Knowing Shell Increases Speed and Efficiency Through Automation
The most important reason to learn the shell is to learn about automation. Any time you find yourself doing roughly the same computational task more than few times, it may be worth automating it; the shell is often the best way to automate anything to do with files.
In this lesson, we're going to go through how to access Unix/Linux and some of the basic shell commands. We will finish with a demonstration of how to run programs interactively as well by submitting a job to SLURM. Slurm is a scalable cluster management and job scheduling system for Linux clusters. Other job scheduling systems you may be familiar with from other universities are "PBS" and "SGE_Batch".
Where to learn shell commands
The challenge with bash for the command line is that it's not particularly simple - it's a power tool, with its own deep internal logic with lots of details.
Practice is the best way to learn, but here are some helpful shell command resources:
- Fun With Unix Cheat Sheet
- Shell Cheatsheet - Software Carpentry
- Explain shell - a web site where you can see what the different components of a shell command are doing.
How to Access the Shell at Tufts
Mac
On Mac the shell is available through Terminal
Applications -> Utilities -> Terminal
Go ahead and drag the Terminal application to your Dock for easy access.
Note: newer versions of MacOSX ship with "zsh" as the default shell language in their terminal.

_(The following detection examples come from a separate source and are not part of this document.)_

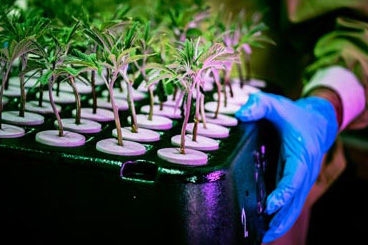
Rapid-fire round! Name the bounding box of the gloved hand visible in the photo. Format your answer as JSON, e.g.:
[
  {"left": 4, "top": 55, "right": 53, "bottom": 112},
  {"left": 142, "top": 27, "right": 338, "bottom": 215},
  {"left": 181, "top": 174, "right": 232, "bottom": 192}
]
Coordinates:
[{"left": 235, "top": 91, "right": 338, "bottom": 243}]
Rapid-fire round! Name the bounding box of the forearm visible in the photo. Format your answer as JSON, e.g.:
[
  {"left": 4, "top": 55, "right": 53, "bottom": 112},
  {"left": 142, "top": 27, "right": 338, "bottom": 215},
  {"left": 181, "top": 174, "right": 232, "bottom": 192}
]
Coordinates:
[
  {"left": 303, "top": 66, "right": 366, "bottom": 131},
  {"left": 308, "top": 87, "right": 343, "bottom": 128}
]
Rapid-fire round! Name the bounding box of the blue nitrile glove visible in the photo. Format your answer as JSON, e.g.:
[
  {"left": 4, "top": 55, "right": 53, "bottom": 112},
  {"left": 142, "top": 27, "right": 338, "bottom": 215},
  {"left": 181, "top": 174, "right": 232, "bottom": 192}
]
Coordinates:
[{"left": 235, "top": 91, "right": 338, "bottom": 243}]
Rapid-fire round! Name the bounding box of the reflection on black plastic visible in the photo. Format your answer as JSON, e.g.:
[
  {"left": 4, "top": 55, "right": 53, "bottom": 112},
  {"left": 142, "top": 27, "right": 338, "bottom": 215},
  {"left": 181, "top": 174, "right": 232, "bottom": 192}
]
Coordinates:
[{"left": 120, "top": 160, "right": 158, "bottom": 182}]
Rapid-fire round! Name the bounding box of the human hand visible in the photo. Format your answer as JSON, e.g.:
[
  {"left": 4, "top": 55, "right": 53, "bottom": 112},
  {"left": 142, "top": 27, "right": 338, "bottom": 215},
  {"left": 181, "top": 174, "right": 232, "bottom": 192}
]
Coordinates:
[{"left": 235, "top": 91, "right": 338, "bottom": 243}]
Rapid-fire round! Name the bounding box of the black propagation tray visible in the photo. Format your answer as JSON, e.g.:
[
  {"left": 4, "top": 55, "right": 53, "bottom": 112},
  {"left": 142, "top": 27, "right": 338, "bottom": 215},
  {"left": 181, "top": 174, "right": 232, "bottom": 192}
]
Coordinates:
[{"left": 0, "top": 83, "right": 279, "bottom": 245}]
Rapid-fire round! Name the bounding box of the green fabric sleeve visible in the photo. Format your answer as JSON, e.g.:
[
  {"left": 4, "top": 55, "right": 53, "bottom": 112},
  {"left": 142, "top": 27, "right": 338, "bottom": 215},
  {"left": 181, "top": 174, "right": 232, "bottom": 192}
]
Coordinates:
[{"left": 305, "top": 18, "right": 368, "bottom": 86}]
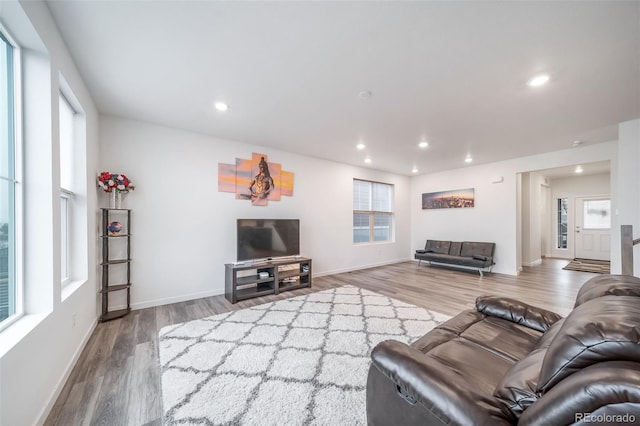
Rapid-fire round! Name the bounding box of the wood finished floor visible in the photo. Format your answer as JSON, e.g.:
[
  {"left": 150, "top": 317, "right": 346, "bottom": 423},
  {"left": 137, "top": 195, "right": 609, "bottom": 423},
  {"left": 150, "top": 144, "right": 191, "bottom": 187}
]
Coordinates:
[{"left": 45, "top": 259, "right": 596, "bottom": 426}]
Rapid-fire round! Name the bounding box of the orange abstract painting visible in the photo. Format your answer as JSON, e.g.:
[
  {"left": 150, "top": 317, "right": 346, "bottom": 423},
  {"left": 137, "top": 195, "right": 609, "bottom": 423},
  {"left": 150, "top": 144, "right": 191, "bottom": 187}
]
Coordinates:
[{"left": 218, "top": 152, "right": 293, "bottom": 206}]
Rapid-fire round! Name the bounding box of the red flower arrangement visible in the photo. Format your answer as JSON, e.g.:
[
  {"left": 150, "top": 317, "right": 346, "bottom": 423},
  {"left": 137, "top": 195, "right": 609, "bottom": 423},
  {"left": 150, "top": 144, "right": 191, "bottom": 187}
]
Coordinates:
[{"left": 98, "top": 172, "right": 135, "bottom": 192}]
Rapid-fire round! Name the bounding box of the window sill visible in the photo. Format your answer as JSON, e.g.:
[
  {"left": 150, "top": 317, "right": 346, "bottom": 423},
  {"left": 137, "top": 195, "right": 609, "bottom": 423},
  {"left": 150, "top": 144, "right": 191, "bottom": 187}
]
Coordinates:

It is possible to change the preference to "bash". However, if you are only using the terminal to log into the Tufts cluster, you don't necessarily need to do this, because you will be using "bash" once you are on the cluster. "zsh" would only impact scripts and commands run locally on your own machine.
Windows
For Windows, an easy one to install and use right away is gitbash.
Download and install gitbash
Open up the program.
Other options:
Linux
You probably already know how to find the shell prompt.